I was forced to do something I had swore I would never do... become a customer of Comcast. I have their internet service and am very pleased with it, my speed is staying around 25+MB down and 2+MB up. Their service was expensive though compared to the dsl line, so I also cancelled my telephone service and went with Vonage. The first couple of days were shaky.. but their tech support people worked with me and now it performs flawlessly. Good pricing. Support was excellent.


----------



## gfrang (Aug 30, 2007)

I have Vonage and Magic Jack,Vonage i pay 15 bucks a month for 500 min,i think it is great except for fax. Magic Jack is 20 bucks a year, all i can say about that one is you get what you pay for.


----------



## JM Anthony (Nov 16, 2003)

We've got VoIP Your Life and have been pretty pleased with it. Free incoming, 200 min. of outgoing for $14.95 a month. Ported old phone number without any problems although it took a few weeks. They gave me a discount of my first month's fees as a result. My guess is a lot of the service providers have the same service package (multiple options for v-mail, follow me, call forwarding, etc.).

Had some issues with echo, but it turned out to be problems with our ISP (Comcast) and some issues they were having with their aging plant. Once those got resolved, we were good to go!

John


----------



## djlong (Jul 8, 2002)

Vonage has been perfect for me. The E911 issue isn't an issue for me.


----------



## Bardman (Apr 23, 2002)

Another vote for Vonage here. I'm running two lines (one for home, one for wife's home-based business) plus a third phantom number for wife's business.

Use the QOS settings on your router to prioritize internet traffic and voice quality won't be of concern.

Also, I can say that e911 is NOT an issue, as we had a situation that required a 911 call and ambulance was at the house before the call was done. (everybody is fine)


----------



## Steve (Aug 22, 2006)

I'm actually using the Vonage Motorola 42xx router as my WAN router, so need in my set-up to tinker with QOS settings. It connects just fine to Verizon FIOS and I'm getting the full 10/2 service I'm paying Verizon for through it, according to speakeasy.net/speedtest. Great voice quality and no issues with faxes... so far!  /steve


----------



## pup154 (Aug 22, 2006)

Bardman said:


> Another vote for Vonage here. I'm running two lines (one for home, one for wife's home-based business) plus a third phantom number for wife's business.
> 
> Use the QOS settings on your router to prioritize internet traffic and voice quality won't be of concern.
> 
> Also, I can say that e911 is NOT an issue, as we had a situation that required a 911 call and ambulance was at the house before the call was done. (everybody is fine)
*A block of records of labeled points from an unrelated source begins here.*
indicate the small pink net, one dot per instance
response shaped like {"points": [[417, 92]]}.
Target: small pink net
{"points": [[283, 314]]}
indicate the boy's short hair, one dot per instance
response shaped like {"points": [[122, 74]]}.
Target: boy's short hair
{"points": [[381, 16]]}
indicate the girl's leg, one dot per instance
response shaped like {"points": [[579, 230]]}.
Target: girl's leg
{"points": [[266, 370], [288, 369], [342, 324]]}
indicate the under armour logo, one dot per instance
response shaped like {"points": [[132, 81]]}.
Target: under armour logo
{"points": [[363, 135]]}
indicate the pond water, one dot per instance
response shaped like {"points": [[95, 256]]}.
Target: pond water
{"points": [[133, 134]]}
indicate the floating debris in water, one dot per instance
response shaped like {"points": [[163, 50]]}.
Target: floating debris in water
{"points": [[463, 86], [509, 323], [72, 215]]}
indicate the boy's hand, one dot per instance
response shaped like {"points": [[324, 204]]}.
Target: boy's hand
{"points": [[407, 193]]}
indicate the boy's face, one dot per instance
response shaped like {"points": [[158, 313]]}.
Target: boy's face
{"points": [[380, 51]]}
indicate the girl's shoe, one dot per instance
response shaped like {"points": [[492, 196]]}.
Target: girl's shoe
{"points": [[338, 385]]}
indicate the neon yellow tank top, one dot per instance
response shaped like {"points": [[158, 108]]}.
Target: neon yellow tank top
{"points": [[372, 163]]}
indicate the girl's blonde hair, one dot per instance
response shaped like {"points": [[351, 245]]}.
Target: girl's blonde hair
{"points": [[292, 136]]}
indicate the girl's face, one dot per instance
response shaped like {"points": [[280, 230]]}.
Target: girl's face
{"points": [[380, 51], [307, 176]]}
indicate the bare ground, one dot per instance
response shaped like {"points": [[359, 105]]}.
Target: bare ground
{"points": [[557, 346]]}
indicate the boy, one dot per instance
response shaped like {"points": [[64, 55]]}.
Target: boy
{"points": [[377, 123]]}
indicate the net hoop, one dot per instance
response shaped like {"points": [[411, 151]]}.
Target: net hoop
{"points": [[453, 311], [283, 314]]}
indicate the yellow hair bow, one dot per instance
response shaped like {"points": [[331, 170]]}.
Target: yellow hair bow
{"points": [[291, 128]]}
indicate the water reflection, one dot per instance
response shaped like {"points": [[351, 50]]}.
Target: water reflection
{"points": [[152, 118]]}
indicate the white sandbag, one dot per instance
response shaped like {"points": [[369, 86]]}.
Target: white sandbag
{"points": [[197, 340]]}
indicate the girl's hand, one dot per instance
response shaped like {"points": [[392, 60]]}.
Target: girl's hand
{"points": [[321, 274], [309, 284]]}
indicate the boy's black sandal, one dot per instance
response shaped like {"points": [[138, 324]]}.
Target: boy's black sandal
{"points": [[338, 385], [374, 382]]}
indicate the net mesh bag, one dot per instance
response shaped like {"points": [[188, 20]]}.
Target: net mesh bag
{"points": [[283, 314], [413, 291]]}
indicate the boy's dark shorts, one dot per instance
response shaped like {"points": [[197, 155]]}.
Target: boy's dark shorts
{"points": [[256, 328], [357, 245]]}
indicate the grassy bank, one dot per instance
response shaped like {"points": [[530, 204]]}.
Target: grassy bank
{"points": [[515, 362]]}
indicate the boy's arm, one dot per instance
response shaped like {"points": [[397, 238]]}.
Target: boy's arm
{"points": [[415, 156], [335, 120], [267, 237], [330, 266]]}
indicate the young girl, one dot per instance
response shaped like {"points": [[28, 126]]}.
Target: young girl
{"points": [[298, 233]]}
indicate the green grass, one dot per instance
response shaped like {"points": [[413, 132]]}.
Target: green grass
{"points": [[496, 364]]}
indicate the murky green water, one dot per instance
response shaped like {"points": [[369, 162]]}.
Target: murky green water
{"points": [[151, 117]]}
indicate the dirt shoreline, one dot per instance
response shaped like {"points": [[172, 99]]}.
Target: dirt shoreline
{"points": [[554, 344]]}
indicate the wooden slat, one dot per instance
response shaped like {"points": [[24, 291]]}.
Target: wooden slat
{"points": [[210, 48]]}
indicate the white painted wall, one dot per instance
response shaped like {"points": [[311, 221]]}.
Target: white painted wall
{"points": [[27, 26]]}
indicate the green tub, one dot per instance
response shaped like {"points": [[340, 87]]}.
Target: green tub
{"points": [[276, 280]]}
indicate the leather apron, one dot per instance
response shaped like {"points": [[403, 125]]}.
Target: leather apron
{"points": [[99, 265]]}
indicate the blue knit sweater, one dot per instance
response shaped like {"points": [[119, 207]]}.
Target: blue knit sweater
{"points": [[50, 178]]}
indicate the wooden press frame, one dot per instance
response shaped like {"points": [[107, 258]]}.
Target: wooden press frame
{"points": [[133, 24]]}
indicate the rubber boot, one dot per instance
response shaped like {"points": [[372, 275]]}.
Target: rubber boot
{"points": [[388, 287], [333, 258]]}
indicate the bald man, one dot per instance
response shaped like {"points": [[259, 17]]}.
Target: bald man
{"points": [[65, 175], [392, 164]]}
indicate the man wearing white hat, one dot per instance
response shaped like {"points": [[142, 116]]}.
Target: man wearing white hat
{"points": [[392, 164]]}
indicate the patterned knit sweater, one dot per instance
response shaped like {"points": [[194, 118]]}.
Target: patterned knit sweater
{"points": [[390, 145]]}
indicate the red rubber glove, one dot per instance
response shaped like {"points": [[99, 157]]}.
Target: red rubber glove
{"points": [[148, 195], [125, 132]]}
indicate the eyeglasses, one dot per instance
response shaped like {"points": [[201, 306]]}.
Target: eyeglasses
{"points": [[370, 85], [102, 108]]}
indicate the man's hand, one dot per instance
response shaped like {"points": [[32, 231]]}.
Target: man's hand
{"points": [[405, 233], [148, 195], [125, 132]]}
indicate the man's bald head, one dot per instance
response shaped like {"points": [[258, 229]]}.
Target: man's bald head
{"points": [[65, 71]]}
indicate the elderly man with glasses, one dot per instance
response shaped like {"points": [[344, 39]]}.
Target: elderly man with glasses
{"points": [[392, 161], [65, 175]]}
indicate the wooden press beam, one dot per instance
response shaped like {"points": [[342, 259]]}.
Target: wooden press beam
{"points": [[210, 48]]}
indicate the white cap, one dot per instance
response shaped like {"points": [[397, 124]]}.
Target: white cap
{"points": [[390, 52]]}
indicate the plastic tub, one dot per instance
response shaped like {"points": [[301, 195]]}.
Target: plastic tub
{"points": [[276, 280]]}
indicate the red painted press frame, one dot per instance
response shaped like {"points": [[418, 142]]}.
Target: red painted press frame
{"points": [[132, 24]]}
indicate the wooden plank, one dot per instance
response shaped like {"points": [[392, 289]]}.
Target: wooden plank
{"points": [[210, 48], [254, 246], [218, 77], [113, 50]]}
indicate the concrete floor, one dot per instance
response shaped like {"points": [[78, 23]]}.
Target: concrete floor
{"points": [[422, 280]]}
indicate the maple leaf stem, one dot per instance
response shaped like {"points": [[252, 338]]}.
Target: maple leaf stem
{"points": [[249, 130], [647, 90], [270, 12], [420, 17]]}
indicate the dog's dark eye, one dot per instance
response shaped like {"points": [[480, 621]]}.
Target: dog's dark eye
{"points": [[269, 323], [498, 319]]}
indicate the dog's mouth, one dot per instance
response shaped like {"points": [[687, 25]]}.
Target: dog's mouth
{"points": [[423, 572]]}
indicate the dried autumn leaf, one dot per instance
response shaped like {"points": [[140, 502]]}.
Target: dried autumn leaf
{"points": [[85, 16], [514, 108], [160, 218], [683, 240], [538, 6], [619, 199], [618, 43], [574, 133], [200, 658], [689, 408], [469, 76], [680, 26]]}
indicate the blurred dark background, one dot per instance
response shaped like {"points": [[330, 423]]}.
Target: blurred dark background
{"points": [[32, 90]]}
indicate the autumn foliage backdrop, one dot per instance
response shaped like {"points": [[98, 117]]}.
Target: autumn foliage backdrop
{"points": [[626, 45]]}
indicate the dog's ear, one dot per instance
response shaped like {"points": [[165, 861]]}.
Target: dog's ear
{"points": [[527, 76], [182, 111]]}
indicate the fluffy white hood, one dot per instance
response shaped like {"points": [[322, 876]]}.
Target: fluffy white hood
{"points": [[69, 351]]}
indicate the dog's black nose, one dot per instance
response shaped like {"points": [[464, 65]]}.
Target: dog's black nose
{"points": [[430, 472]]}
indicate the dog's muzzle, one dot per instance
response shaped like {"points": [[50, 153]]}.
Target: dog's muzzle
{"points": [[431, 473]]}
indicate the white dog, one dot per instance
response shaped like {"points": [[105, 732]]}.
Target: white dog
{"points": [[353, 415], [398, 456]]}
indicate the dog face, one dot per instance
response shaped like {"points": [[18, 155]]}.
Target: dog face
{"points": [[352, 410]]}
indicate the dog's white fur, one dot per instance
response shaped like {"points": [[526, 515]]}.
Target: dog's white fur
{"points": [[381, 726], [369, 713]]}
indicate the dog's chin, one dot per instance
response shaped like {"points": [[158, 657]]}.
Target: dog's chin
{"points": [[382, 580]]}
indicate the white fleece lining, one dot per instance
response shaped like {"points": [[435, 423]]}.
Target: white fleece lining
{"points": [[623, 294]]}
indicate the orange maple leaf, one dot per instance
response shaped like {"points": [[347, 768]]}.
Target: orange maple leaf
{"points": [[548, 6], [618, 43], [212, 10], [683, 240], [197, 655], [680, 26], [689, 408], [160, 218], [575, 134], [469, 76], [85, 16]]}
I have had Vonage for a couple of years now, with no problems and I am on RR Lite. Alarm system works fine through it.

I have a question though. Exactly what do you do with QOS settings in the router?


----------



## Steve (Aug 22, 2006)

pup154 said:


> I have had Vonage for a couple of years now, with no problems and I am on RR Lite. Alarm system works fine through it.
> 
> I have a question though. Exactly what do you do with QOS settings in the router?


In theory, if your Vonage router was a "client" to your WAN router, you could use the Quality of Service settings in your WAN router to "guarantee" a reserved portion of bandwidth for phone calls, so that during a big file download, e.g., your phone calls won't cut out due to LAN traffic. I believe that 150kbps to 200kbps is sufficient for that.

/steve


----------



## pup154 (Aug 22, 2006)

Thanks Steve.


----------



## shedberg (Jan 20, 2007)

I have Vonage using a cable modem and have been quite happy with it. I have no issues with the E911 - just make sure you set it up with your address.


----------



## AlbertZeroK (Jan 28, 2006)

We thought about switching over to Vonage or something else. But in reality, we had to keep the land line phone because we are foster parents. Also, I do work for dispatch centers in Sheriff offices and I know how unreliable e911 is, so I'd prefer to make that call from a land line any day (if you call from a cell phone, depending on where you are, the dipatcher may only get the address of the tower your phone is working on. ALWAYS give your address if you call 911 from a cell phone.)

Anyways, I removed the unlimited long distance from my phone, also dropped many of the calling features. My bill dropped from $70 to $31. I also put a long distance block on the line so you can't call long distance. Oh, we kept Caller ID - you know that's $8 per month! OUCH! But the wife said she had to have it.

So now long distance is after 7 and on the weekends on my cell phone.


----------



## Bardman (Apr 23, 2002)

Steve said:
 

> In theory, if your Vonage router was a "client" to your WAN router, you could use the Quality of Service settings in your WAN router to "guarantee" a reserved portion of bandwidth for phone calls, so that during a big file download, e.g., your phone calls won't cut out due to LAN traffic. I believe that 150kbps to 200kbps is sufficient for that.
> 
> /steve


yep, what Steve said!!

When I first got Vonage, I set it up with the vonage modem between the cable modem and the router... it caused issues. So I moved the vonage box behind the router and QOS'd it the required bandwidth and all is well.


----------



## rmnelson75 (Sep 24, 2006)

I just noticed that Comcast in my area (NJ) is offering Voice and Internet bundled for $50 a month.

I loathe cable, but my dsl is slow and I hate paying $40 a month for my basic phone service (advertised at 29.99 but 40 after taxes and fees).

Anyone have any advice on comcast net and voice in NJ? $50 isnt bad. The Comcast voice works with Directv and Alarm system so that is a plus. I know vonage doesnt play nice with Directv boxes. Having faster internet would help, especially with 1080p downloads coming.


----------



## Steve (Aug 22, 2006)

rmnelson75 said:


> I know vonage doesnt play nice with Directv boxes.


Not true in my experience.

At any rate, $50 month for both phone and internet isn't bad, assuming that's not just an introductory offer that will go up in price anytime soon. /steve


----------